In 2008, we had been able to establish a medium throughput method to determine T6P levels in plant extracts that has since evolved. The method combined liquid and solid-phase extractions before separation and detection using HPLC/MS, and more recently CE/MS. In 2012 we have published an improved method to achieve high throughput HILIC-UPLC/MS detection of phosphorylated intermediates of metabolism. We currently are working on a simplified pre-purification of the extracts destined to the determination of phosphorylated sugars from plant extracts.
Through collaboration with Dr. Matthew Paul at Rothamstead Research (UK) we report T6P inhibition of SnRK1 kinase activity showing for the first time that T6P controls growth and carbon utilization by way of a central kinase signaling network in 2009. The collaboration further uncovered a remarkable accumulation of T6P during wheat embryo development in 2011. In 2012, the collaboration with Dr. Astrid Wingler University College London (UK) led to a publication on the role of T6P in senescence that is independent of the accumulation of soluble sugars.

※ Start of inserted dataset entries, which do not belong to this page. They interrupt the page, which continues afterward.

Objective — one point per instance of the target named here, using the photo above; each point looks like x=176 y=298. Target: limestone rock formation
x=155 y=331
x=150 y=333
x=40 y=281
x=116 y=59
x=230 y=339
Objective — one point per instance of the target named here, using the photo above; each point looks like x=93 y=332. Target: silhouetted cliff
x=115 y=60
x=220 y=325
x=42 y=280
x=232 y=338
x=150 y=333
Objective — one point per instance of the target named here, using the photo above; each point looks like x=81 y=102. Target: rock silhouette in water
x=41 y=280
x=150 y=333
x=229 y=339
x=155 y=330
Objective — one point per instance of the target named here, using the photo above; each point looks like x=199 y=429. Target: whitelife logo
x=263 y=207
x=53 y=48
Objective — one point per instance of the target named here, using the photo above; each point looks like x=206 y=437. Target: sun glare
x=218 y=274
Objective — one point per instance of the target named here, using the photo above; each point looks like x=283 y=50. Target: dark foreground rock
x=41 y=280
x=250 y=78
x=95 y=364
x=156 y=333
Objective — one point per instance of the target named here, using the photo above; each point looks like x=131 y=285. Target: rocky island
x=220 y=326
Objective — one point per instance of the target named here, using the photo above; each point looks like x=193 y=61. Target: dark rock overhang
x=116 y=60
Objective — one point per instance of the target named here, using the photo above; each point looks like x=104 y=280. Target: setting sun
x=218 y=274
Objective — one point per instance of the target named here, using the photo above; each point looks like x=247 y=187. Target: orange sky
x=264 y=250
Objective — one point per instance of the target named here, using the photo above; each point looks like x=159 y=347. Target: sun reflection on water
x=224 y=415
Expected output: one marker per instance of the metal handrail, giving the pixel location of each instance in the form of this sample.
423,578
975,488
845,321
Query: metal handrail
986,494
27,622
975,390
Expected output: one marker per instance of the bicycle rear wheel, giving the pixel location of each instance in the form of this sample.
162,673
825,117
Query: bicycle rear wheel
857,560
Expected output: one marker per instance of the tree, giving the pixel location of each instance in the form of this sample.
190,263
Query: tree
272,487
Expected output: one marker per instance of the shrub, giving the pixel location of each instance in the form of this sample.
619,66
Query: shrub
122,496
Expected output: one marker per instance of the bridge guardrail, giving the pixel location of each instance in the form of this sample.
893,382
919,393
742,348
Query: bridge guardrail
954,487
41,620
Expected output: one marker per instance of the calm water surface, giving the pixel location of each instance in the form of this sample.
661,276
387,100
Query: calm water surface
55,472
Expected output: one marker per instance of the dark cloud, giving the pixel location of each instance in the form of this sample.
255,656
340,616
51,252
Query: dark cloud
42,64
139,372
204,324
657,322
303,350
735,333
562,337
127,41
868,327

Feeding trehalose to Arabidopsis seedlings causes a reversal of carbon allocation with starch accumulating in cotyledons and no starch and growth arrest at the apical meristems (Figure 1). To understand this phenomenon we are using a genetic approach. We have isolated and characterized mutants that overcome the growth inhibition on 100 mM trehalose. A subset of these mutants is affected in genes known to be otherwise involved in nutrient stress responses and these include mutants with altered SnRK1 activity and bZIP11 expression: we conclude and publish in 2011 that on trehalose medium, T6P accumulation inhibits SnRK1 activity and thence growth in Arabidopsis. Our latest interest has turned to the question in how far the sugar and T6P control are gated by the circadian rhythms and so we are left searching in the dark.

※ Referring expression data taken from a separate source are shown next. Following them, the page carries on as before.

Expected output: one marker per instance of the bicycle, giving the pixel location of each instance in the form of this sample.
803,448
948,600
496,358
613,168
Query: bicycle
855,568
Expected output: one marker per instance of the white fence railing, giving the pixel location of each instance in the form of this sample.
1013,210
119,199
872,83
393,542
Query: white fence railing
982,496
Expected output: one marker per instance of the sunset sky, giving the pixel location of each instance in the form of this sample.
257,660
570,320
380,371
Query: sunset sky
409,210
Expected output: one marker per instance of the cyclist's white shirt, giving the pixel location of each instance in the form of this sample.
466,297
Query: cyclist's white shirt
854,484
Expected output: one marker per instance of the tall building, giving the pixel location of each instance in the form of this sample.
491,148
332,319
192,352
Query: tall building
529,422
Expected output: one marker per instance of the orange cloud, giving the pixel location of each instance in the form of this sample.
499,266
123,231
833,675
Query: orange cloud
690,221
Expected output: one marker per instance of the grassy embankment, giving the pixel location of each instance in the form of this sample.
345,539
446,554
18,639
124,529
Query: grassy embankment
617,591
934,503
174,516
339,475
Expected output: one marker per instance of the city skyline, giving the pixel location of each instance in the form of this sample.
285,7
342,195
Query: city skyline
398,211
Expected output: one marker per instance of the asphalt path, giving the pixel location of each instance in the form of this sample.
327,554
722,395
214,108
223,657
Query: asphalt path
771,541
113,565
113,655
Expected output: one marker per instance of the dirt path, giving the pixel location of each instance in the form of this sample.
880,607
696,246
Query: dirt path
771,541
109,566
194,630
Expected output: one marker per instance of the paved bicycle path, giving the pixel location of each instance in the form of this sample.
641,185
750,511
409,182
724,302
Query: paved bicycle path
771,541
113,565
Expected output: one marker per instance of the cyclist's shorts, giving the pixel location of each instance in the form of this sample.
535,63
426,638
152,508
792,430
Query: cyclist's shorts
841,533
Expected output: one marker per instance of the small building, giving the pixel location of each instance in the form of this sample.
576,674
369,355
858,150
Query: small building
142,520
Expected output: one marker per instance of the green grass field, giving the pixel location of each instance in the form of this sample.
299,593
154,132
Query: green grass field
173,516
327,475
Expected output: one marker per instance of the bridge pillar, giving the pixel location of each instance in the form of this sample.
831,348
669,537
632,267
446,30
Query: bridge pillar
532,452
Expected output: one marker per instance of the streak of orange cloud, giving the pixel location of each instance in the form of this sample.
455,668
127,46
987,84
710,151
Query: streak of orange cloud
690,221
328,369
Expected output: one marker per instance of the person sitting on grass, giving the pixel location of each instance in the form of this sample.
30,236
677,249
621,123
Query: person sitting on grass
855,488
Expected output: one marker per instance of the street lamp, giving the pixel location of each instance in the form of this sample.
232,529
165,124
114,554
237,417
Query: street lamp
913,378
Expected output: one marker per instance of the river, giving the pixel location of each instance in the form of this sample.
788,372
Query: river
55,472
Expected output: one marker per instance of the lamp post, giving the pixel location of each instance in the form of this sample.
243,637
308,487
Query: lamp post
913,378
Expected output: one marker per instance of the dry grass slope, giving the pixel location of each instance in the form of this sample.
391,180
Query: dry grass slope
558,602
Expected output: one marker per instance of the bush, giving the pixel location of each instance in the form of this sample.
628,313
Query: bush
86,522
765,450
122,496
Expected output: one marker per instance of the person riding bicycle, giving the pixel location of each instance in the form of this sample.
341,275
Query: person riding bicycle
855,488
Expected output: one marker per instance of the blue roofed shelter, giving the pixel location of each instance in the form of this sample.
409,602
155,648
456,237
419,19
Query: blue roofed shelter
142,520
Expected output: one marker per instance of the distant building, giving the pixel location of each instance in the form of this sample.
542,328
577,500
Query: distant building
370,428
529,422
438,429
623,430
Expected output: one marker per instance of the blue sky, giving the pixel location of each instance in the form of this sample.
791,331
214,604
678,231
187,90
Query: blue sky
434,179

Figure 1: Feeding trehalose to Arabidopsis seedlings causes reversal of carbon allocation. Seedlings were grown on 100 mM trehalose for 14 days, destained, then starch stained using Lugol. wt, wild type seedlings accumulate large quantities of starch in the cotyledons, the apical meristems are growth arrested and no starch is seen in the columella of the roots. pgm1, mutants of the chloroplastic phosphoglucomutase lack the precursor of starch synthesis and so are unable to make starch yet also stop growing on trehalose. Reversal of carbon allocation by trehalose is therefore not caused by induced starch accumulation.